Mr Barr gave us a much better summary of the situation than I could give on that. Yes, there still are not shops in Dunlop. However, the land was sold to a private owner and it is still within the time scales for development.

In (c) Mr Coe says:

(c) the ACT Government has mismanaged the facilitation of the construction of shops in Dunlop;

I will have to talk about this a bit more here. I am not quite sure what Mr Coe thinks the government should have done differently, given the situation that the land is privately owned and a development application has been lodged and notified. The owner has taken all the legal steps that the owner is required to go through, and no-one has suggested, to my knowledge, that the government has done anything to make the construction of the shops difficult.
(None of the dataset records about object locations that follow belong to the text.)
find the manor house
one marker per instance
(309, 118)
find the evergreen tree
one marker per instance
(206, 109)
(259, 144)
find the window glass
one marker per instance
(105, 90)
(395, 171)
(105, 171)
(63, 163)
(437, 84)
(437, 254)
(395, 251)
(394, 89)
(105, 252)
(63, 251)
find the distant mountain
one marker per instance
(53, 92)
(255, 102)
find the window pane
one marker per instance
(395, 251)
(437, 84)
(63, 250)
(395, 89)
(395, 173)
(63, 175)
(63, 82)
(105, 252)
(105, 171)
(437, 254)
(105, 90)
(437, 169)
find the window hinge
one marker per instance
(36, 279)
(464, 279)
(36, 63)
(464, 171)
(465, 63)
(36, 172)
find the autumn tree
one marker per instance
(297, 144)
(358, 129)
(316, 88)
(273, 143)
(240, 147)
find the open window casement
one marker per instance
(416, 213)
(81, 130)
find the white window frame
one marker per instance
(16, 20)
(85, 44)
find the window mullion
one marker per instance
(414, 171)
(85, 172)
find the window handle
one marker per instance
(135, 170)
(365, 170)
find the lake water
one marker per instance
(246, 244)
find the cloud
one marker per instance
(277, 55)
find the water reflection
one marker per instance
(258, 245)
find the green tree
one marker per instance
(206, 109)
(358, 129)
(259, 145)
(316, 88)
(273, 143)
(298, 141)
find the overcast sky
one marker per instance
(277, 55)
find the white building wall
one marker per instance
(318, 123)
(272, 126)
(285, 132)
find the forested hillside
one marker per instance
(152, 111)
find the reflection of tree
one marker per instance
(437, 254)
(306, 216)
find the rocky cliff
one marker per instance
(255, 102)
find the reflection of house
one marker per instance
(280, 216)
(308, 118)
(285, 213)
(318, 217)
As Mr Barr alluded to, and I will talk a little more about, the government has very limited control of what happens to land once it is sold. This is, I think, a very significant issue for planning systems in capitalist economies such as ours. Mr Barr talked about it. There is a very limited amount of things the government can do. The government could resume the land, which would be interesting, and I believe the government might also be in a position, once the developer has exceeded the time the development application is valid for, to sue them for not actually completing the development application. But this is a really significant issue in Canberra and all capitalist economies.

This is not a new example. Other examples are the disused service station, petrol station, sites such as Page and Campbell and many others throughout the suburbs of Canberra. These are sites where everybody agrees that something should happen to them but we have had a briefing from the government and there appears to be very limited scope for the government to actually achieve change on those sites, to have the site in Page, which is also part of Ginninderra, turned into something that the people of Page would like to see.

We note that in the last budget the government extended the concession on development application fees for this. We think this is a very good move. And I would welcome debate about better ways, more effective ways, of getting these petrol station eyesores changed in our suburbs.

Last year and earlier this year, we had a debate about Deakin pool. Deakin pool is somewhere where the pool size has halved, despite the fact the government said a number of years ago it would not do so.